Still, Gulf ports in Houston and Corpus Christi will not likely be the go-to choice for the really large vessels, often carrying goods from China and Japan. The number-one port is located in Southern California. But experts predict that port will eventually reach capacity.
“And Texas will receive the overflow traffic,” says Mark Cross with the Texas Department of Transportation.
TxDOT put together a Panama Canal Stakeholder Working Group. It’s comprised of members from various concerned groups like the Texas Association of Manufacturers, Texas Port Association and the Texas Farm Bureau. They have a couple of years to figure out what to do with what appears will be a significant increase in traffic. But is that enough time?
“We feel like we’re getting out ahead of it,” Cross says. “We still got some time before it happens…to put a plan together and hopefully go to work making it happen for Texas.”

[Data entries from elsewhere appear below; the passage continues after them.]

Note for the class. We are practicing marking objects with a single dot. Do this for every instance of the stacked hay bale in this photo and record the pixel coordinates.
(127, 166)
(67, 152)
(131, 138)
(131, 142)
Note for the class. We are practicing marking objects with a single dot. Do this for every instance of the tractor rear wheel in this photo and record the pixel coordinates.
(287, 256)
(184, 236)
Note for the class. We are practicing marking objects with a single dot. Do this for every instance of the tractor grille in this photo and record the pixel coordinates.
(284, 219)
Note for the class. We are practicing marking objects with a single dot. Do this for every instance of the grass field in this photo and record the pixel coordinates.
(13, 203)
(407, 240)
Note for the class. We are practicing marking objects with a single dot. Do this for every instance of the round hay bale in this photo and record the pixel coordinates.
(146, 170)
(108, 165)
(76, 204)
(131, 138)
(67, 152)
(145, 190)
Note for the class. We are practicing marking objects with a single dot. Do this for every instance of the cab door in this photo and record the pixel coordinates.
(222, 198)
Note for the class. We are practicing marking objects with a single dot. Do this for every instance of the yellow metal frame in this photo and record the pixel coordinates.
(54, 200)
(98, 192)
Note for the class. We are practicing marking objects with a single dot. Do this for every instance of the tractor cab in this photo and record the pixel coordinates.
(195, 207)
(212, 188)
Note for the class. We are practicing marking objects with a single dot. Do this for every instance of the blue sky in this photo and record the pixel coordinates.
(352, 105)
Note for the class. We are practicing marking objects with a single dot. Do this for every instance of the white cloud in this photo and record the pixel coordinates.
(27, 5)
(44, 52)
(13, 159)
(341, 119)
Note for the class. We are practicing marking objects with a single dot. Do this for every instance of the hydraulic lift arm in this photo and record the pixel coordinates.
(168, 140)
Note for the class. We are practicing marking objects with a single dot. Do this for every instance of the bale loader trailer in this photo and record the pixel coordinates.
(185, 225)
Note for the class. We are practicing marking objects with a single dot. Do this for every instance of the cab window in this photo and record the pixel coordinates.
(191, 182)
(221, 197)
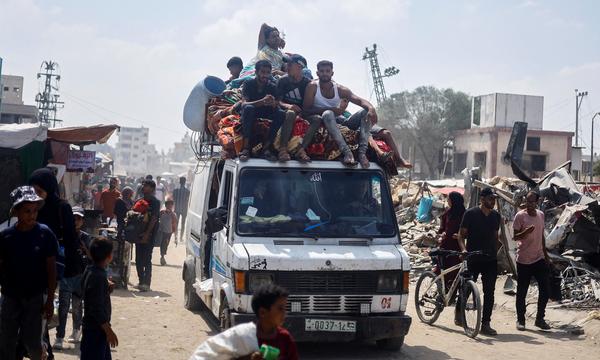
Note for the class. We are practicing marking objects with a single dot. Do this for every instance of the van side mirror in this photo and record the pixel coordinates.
(216, 220)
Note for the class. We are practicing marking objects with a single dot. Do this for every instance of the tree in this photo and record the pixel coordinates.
(425, 118)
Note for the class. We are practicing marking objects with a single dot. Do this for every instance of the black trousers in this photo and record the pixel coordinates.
(489, 273)
(539, 270)
(21, 319)
(94, 345)
(143, 262)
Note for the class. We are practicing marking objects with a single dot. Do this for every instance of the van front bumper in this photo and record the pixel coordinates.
(371, 327)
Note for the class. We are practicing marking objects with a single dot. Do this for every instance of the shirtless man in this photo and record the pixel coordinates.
(329, 100)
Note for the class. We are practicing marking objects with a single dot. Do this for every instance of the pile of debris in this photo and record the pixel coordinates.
(572, 232)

Robert Harrison is the deputy director at the Center for Transportation Research at the University of Texas. He says there’s a bigger problem at hand.

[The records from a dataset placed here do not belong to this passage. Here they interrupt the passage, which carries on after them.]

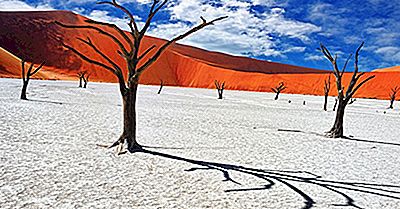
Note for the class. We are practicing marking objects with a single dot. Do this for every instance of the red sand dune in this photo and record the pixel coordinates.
(389, 69)
(10, 66)
(33, 35)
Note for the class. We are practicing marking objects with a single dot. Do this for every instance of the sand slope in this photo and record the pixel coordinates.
(49, 157)
(179, 66)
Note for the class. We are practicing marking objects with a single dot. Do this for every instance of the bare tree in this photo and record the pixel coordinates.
(278, 89)
(128, 84)
(85, 80)
(393, 96)
(161, 85)
(220, 88)
(81, 76)
(327, 89)
(344, 98)
(352, 100)
(334, 106)
(26, 76)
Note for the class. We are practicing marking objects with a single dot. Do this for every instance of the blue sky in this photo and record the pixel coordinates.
(286, 31)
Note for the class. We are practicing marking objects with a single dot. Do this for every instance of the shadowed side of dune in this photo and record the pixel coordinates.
(34, 35)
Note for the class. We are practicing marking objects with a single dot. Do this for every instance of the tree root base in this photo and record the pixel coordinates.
(333, 134)
(119, 144)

“The real massive issue facing larger ships is that channel depths on the sea side are not sufficiently deep,” Harrison says.

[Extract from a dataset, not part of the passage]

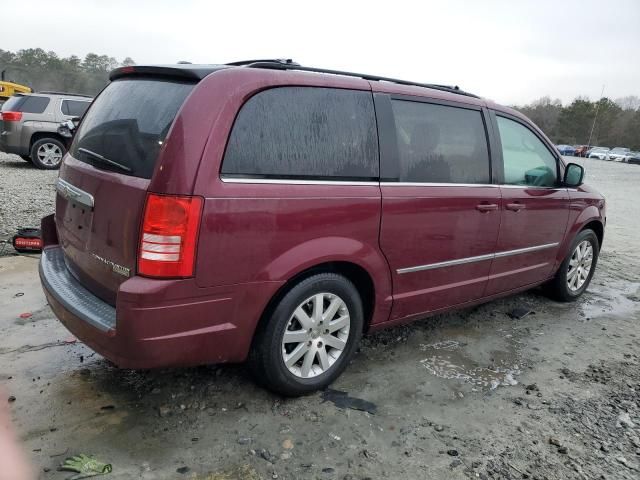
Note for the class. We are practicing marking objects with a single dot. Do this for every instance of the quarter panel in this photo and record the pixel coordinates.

“The critical bottleneck at the Gulf Coast is not the responsibility of the [Tx]DOT or the railroads or in the port authorities like Houston or Corpus Christi. It’s the Army Corps of Engineers and the federal government who are responsible for maintaining the channel depths.”
But it appears that the state, not the feds, will be footing the bill for any transportation improvements – specifically to the ports. Representative Larry Phillips of Sherman doesn’t like it. He chairs the state House Committee on Transportation.
“Currently, a tax is collected on those items that go into a port maintenance fund at the federal level,” Phillips says. “And those funds have not been returned, dollar-for-dollar, back to Texas.”
Phillips says the Port of Houston, for example, contributes about $125 million dollars to that federal fund and only gets $25 million back.
But the Port of Houston has decided to take that responsibility into its own hands. It has submitted a request to the Army Corps to widen and deepen its Bayport channels. Officials at the port say they’re already seeing an increase in large-vessel traffic – mostly due to the petro-chemical industry – and it can’t wait a decade to make changes. The expansion will be paid for without federal dollars.
But Robert Harrison says the bottom line is: The expansion of the Panama Canal is a good thing for the world economy and therefore, a good thing for Texas.
“When we have multiple corridors, we have a much more competitive situation,” Harrison says. “When we have a more competitive situation, those companies that are moving to Texas, [are] in Texas or [will be] moving through Texas have a variety of options. And the more efficient, larger canal will be one of them.”
The Panama Canal Stakeholder Working Group is scheduled to meet once a month for the next six months to get all concerns on the table.